Laboratory of Interdisciplinary Medicine, Instituto Oswaldo Cruz - FIOCRUZ, Rio de Janeiro, Brazil.
J Clin Virol. 2013 Jun;57(2):147-51. doi: 10.1016/j.jcv.2013.02.007. Epub 2013 Mar 9.
Information on vaccine-type HPV seroprevalence is essential for vaccine strategies; however, limited data are available on past exposure to HPV-quadrivalent vaccine types in HIV-infected woman in Brazil.

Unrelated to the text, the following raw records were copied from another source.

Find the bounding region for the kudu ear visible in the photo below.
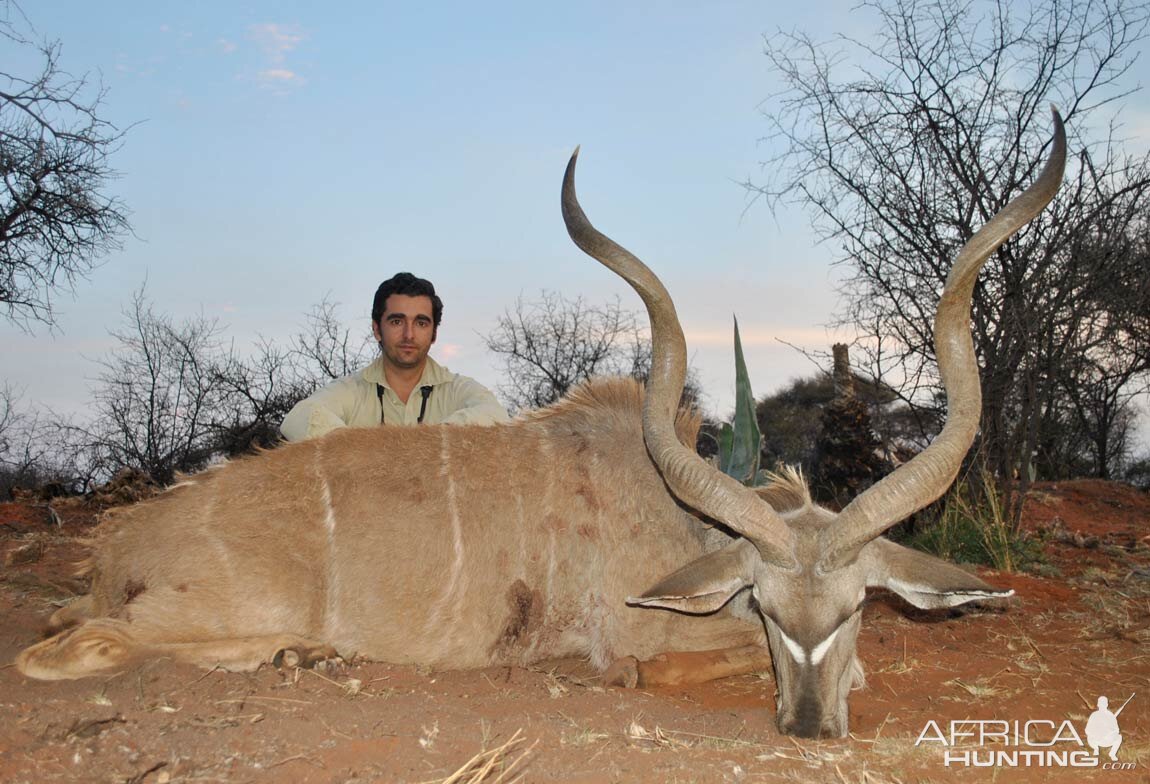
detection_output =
[859,538,1014,609]
[627,539,762,615]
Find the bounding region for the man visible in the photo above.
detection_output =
[279,272,507,441]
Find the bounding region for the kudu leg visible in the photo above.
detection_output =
[603,645,771,689]
[16,618,338,681]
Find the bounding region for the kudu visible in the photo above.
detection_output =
[16,113,1065,736]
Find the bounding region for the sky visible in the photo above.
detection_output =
[0,0,1150,439]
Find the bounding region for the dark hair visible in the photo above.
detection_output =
[371,272,443,329]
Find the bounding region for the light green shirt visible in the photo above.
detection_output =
[279,356,508,441]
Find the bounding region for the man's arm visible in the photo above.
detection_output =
[279,382,351,441]
[444,376,509,424]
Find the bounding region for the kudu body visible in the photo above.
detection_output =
[16,111,1065,737]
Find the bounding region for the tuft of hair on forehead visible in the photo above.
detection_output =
[754,466,814,514]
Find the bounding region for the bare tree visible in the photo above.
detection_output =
[484,291,699,410]
[753,0,1150,520]
[484,291,650,409]
[212,297,375,455]
[86,289,225,483]
[0,0,129,325]
[291,297,376,381]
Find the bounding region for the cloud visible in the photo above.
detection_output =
[247,22,307,66]
[247,22,307,93]
[256,68,299,84]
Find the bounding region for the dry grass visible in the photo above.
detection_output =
[427,730,539,784]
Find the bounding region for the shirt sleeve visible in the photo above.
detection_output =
[444,376,509,424]
[279,382,350,441]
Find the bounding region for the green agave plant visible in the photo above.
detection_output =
[719,318,765,485]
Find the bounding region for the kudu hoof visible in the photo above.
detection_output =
[603,656,639,689]
[271,645,339,669]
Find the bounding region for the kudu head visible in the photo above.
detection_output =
[562,112,1066,738]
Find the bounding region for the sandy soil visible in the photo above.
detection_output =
[0,482,1150,784]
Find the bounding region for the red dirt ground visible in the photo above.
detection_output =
[0,481,1150,784]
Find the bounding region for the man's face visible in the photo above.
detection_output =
[371,294,435,369]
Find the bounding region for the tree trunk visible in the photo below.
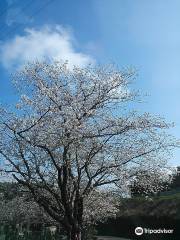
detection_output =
[67,228,81,240]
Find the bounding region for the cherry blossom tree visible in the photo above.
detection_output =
[0,62,176,240]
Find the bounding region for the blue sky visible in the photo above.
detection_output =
[0,0,180,165]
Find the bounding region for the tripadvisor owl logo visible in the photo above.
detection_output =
[135,227,143,236]
[135,227,174,236]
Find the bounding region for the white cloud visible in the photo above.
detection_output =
[0,25,94,70]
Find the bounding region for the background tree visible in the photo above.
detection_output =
[0,62,176,239]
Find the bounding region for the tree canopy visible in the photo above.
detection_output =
[0,62,176,239]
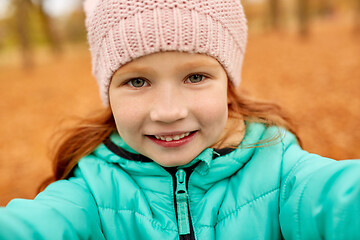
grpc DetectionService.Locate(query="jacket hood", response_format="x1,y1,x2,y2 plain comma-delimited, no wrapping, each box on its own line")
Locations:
93,122,279,184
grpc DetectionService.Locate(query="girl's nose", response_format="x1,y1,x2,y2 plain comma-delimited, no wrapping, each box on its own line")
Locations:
150,88,188,123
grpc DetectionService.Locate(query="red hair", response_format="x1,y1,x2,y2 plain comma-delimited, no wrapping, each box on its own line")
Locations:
39,84,300,190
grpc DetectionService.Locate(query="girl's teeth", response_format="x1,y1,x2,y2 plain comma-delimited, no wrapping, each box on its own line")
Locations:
155,132,190,142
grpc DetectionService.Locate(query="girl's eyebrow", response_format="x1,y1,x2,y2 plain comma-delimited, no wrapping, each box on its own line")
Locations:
114,61,219,76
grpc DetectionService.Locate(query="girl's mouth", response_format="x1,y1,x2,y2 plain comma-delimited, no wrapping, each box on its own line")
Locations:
147,131,198,147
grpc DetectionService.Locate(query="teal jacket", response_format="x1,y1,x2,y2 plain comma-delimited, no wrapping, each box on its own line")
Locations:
0,123,360,240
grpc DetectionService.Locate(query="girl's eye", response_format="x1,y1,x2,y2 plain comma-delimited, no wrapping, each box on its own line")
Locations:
127,78,147,88
188,74,205,83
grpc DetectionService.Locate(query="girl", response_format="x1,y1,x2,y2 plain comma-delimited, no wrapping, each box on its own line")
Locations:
0,0,360,239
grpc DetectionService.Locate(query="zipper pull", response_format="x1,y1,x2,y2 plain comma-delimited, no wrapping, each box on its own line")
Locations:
175,169,190,235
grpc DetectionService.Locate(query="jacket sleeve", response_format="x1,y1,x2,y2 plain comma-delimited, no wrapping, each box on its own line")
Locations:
0,168,104,240
280,132,360,239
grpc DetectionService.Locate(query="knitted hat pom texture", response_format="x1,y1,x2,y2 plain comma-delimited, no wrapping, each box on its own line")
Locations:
84,0,248,106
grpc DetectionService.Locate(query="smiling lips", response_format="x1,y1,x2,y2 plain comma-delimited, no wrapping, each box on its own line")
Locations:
148,131,197,148
155,132,190,142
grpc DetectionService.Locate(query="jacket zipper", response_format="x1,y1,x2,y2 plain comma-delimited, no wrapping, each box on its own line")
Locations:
167,164,197,240
175,169,190,235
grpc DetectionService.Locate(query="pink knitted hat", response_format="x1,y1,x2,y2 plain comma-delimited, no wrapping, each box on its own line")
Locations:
84,0,247,106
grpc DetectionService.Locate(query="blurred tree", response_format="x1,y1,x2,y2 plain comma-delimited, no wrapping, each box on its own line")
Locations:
319,0,333,16
33,0,62,55
270,0,280,30
13,0,33,69
354,0,360,35
297,0,309,37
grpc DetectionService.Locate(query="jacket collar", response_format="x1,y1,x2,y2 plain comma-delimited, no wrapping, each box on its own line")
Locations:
93,123,266,175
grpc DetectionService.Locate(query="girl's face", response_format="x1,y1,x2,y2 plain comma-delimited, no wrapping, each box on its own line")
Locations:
109,52,228,167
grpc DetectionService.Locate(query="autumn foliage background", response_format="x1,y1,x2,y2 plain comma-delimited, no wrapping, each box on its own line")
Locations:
0,0,360,206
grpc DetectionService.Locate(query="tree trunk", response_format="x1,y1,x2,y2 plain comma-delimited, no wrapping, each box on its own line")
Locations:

To assess the seroprevalence for HPV types 6, 11, 16 and 18 in HIV-infected and uninfected women, from Rio de Janeiro, Brazil and to investigate potential associations with age and pregnancy status.
STUDY-DESIGN: 1100-sera were tested by virus-like particle (VLPs)-based ELISA for antibodies to HPV types 16, 18, 6 and 11. Statistical analysis was carried out by STATA/SE 10.1 and comparisons among HIV-infected and HIV-uninfected women were assessed by Poisson regression models with robust variance.

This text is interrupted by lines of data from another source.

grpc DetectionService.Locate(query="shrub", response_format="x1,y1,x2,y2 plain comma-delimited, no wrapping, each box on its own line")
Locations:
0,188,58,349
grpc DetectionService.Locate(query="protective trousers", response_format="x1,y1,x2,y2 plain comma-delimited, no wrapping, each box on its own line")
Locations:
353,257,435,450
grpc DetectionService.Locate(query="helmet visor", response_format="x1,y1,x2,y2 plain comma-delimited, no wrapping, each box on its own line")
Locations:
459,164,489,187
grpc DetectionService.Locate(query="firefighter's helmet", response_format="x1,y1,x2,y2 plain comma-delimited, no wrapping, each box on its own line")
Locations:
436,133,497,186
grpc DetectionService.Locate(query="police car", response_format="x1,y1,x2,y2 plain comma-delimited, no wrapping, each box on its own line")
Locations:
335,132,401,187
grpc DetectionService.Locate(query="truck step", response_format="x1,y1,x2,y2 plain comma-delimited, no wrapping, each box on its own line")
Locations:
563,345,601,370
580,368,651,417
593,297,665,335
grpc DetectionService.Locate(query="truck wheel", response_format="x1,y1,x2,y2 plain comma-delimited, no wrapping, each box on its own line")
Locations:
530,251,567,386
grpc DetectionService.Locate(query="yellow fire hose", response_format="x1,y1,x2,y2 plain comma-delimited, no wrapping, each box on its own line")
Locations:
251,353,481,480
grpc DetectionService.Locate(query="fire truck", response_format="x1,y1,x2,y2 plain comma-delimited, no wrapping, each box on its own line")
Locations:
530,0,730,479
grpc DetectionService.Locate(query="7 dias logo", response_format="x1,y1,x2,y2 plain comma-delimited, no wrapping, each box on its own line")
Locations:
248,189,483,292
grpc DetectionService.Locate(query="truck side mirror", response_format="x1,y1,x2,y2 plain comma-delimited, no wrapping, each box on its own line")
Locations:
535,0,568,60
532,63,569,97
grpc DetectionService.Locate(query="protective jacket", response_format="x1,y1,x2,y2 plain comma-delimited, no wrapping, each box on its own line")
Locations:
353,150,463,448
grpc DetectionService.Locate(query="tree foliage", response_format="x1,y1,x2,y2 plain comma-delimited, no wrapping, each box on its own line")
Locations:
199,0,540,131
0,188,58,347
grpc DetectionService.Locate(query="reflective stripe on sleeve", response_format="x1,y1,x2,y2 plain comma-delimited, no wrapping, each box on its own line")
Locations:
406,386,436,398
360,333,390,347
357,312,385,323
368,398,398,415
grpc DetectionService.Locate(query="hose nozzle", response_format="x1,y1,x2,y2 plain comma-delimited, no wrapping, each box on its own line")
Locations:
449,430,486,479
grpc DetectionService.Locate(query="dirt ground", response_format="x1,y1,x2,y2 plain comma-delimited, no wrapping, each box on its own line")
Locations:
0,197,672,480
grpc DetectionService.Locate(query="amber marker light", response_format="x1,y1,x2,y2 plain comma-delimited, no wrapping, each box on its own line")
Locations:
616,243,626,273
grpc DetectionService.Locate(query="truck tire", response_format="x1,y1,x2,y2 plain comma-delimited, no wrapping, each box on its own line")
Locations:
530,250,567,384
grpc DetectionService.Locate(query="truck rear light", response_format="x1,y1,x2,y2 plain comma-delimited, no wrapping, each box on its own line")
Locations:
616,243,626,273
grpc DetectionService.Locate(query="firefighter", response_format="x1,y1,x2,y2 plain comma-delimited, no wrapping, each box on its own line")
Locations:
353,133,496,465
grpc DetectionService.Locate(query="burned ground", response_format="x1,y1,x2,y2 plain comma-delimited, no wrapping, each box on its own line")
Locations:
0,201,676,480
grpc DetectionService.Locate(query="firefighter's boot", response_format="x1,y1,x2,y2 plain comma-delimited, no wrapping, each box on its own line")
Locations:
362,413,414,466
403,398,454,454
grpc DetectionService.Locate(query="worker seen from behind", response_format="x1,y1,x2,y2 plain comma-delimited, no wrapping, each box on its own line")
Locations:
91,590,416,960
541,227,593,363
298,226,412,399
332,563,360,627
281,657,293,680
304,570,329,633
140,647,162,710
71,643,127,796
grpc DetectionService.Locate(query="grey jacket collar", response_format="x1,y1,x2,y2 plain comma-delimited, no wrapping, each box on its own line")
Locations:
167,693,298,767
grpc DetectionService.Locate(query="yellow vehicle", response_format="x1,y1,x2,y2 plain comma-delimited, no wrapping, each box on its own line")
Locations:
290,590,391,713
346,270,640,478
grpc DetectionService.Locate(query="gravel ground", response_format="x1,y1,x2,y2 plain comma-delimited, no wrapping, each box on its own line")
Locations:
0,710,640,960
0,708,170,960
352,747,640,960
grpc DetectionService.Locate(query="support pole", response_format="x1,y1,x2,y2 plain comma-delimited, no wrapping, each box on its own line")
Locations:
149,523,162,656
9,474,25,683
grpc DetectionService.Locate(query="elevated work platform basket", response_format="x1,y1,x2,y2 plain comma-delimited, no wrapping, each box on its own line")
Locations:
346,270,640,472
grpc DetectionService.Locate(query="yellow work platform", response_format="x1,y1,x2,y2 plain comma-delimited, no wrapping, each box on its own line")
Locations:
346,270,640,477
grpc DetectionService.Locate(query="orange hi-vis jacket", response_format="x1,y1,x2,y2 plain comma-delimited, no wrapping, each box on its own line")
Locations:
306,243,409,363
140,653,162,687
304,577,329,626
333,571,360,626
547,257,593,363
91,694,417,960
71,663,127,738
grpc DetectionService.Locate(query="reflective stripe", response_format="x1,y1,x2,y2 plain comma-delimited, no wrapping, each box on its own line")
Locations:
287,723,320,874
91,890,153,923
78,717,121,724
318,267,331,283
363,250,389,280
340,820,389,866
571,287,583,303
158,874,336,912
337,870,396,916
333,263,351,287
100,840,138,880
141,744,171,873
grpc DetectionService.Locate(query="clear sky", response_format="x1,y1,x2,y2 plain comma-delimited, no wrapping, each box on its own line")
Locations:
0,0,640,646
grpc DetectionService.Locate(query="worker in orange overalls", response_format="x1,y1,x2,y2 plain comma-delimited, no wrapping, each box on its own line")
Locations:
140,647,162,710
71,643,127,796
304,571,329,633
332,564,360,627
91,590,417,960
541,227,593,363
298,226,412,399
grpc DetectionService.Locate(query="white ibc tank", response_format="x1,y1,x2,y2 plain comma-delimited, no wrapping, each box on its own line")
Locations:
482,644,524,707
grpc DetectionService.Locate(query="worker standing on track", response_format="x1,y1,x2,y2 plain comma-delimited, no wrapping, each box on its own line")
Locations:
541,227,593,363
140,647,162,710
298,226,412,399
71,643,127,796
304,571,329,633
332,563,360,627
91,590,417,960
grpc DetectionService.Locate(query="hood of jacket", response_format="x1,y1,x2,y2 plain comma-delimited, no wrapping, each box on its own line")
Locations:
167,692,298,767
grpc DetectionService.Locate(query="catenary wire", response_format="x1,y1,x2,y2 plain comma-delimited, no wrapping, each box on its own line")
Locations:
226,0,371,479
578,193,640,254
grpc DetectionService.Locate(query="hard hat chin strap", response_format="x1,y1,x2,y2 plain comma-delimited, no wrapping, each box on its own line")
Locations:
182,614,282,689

HPV-6, 11, 16 and 18 seroprevalence was significantly higher among HIV-positive women (29.9%, 8.5%, 56.2% and 38.0%, respectively) compared to HIV-negative women (10.9%, 3.5%, 30.8% and 21.7%, respectively), when adjusted by age and pregnancy status. Overall, 69.4% of HIV-infected and 41.5% of HIV-uninfected women tested positive for any HPV quadrivalent vaccine type. However 4.7% and 1.1%, respectively, tested positive for all HPV vaccine type. In HIV-uninfected women who were pregnant, we found a higher HPV-11 seroprevalence (8.5% vs. 1.5%; P < 0.001) and a lower HPV 16 seroprevalence (22.6% vs. 34.2%; P = 0.010) compared to not pregnant women. HIV-uninfected women, aged 40 or more years old had a higher HPV 16 seroprevalence compared to women aged less than 40 years old.

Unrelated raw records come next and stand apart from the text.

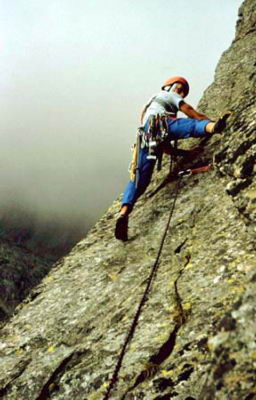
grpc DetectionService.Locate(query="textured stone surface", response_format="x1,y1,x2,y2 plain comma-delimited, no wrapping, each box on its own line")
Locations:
0,0,256,400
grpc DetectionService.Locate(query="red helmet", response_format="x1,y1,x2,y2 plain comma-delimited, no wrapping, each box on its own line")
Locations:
162,76,189,96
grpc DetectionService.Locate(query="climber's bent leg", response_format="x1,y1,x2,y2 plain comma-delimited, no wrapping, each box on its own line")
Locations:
168,118,212,140
122,147,155,211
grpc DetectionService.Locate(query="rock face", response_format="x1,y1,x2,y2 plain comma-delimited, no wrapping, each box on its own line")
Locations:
0,0,256,400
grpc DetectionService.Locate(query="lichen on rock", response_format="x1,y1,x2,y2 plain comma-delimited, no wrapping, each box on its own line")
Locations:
0,0,256,400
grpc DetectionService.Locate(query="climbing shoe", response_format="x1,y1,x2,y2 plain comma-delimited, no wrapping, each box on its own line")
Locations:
212,111,231,133
115,215,128,242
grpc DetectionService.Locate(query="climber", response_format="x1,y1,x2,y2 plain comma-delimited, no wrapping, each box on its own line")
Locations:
115,76,230,241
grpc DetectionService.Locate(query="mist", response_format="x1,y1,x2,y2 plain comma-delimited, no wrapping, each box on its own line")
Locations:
0,0,241,256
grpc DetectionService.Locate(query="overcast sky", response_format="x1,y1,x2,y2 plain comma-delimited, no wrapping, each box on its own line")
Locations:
0,0,241,236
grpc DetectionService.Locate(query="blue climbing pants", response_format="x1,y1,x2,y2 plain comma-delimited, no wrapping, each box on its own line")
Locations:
122,118,211,209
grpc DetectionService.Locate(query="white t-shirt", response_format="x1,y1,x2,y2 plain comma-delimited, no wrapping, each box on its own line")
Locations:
142,90,184,125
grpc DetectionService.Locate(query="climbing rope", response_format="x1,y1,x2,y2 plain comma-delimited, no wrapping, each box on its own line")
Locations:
103,175,182,400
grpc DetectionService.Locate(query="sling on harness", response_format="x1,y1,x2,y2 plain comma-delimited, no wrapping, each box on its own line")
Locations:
130,114,176,188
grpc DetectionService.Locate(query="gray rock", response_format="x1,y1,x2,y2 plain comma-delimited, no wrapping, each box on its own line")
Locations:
0,0,256,400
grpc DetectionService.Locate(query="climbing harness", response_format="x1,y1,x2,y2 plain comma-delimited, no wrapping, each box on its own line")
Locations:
178,164,214,177
103,175,182,400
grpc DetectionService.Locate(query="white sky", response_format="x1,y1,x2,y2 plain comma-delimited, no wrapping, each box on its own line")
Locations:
0,0,241,231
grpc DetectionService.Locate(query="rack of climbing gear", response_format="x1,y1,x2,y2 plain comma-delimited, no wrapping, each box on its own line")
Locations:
178,164,214,177
143,114,168,171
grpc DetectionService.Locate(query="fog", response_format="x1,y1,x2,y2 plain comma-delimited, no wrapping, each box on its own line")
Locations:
0,0,241,253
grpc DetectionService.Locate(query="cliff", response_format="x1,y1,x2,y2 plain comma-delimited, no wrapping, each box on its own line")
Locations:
0,0,256,400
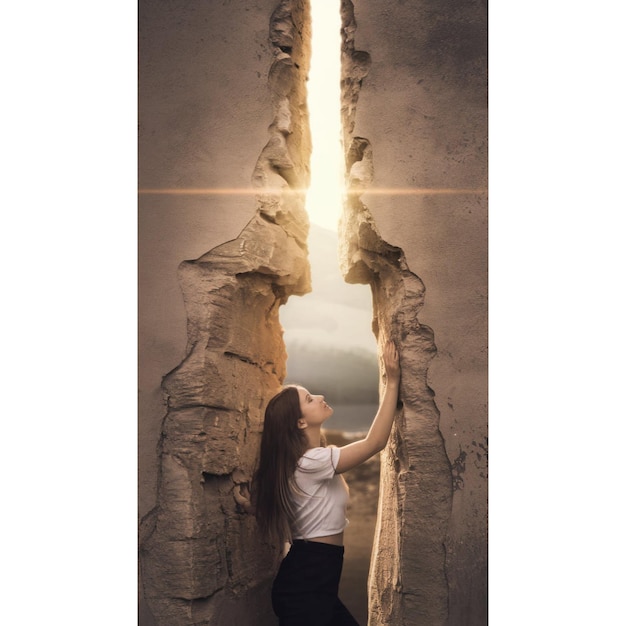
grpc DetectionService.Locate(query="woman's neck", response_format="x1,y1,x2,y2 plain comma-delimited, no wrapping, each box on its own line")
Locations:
306,426,322,449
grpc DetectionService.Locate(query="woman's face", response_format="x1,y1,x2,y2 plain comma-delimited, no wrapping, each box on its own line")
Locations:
297,387,333,426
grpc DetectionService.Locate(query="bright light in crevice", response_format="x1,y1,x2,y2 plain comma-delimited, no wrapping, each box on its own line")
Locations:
306,0,344,231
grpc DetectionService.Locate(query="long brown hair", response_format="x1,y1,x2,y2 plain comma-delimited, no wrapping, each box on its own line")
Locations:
252,386,308,546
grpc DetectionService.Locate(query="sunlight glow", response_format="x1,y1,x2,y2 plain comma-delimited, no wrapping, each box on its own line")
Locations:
306,0,344,231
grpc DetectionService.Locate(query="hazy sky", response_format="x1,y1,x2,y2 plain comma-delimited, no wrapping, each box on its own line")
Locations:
280,224,376,352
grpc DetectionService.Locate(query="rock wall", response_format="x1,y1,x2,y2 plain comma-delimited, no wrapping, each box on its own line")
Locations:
140,0,310,626
139,0,487,626
343,0,487,626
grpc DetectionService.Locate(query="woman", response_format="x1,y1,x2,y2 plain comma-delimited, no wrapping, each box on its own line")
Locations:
235,341,400,626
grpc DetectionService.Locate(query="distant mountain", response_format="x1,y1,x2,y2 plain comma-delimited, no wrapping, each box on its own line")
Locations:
280,224,378,403
280,224,376,353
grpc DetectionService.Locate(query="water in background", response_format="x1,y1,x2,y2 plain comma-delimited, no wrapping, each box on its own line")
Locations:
324,398,378,436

We did not observe a strong association between age and positive HPV antibodies nor an association between pregnancy and HPV seroprevalence. HPV seroprevalence was significantly higher among HIV-infected women compared to HIV negative women. In both populations the seroprevalence to all four HPV vaccine types was low suggesting that women may potentially benefit from the HPV vaccines.
疫苗型 HPV 血清流行率的信息对于疫苗策略至关重要;然而,巴西 HIV 感染者中 HPV-四价疫苗类型既往暴露的数据有限。
评估巴西里约热内卢 HIV 感染者和未感染者 HPV 类型 6、11、16 和 18 的血清流行率,并调查其与年龄和妊娠状态的潜在关联。
1100 份血清采用基于病毒样颗粒(VLPs)的 ELISA 检测 HPV 16、18、6 和 11 型抗体。采用 STATA/SE 10.1 进行统计分析,并通过泊松回归模型评估 HIV 感染者和 HIV 未感染者之间的比较,采用稳健方差。
与 HIV 阴性女性(10.9%、3.5%、30.8%和 21.7%)相比,HIV 阳性女性 HPV-6、11、16 和 18 的血清流行率分别显著更高(分别为 29.9%、8.5%、56.2%和 38.0%),校正年龄和妊娠状态后。总体而言,69.4%的 HIV 感染者和 41.5%的 HIV 未感染者对任何 HPV 四价疫苗类型均呈阳性。然而,分别有 4.7%和 1.1%的人对所有 HPV 疫苗类型均呈阳性。在 HIV 未感染者中,妊娠妇女的 HPV-11 血清流行率(8.5%比 1.5%;P < 0.001)更高,而 HPV 16 血清流行率(22.6%比 34.2%;P = 0.010)更低。与年龄小于 40 岁的妇女相比,年龄在 40 岁或以上的 HIV 未感染者的 HPV 16 血清流行率更高。
我们没有观察到年龄与 HPV 抗体阳性之间存在很强的关联,也没有观察到妊娠与 HPV 血清流行率之间存在关联。与 HIV 阴性女性相比,HIV 感染者的 HPV 血清流行率明显更高。在这两个群体中,对所有四种 HPV 疫苗类型的血清流行率均较低,表明女性可能受益于 HPV 疫苗。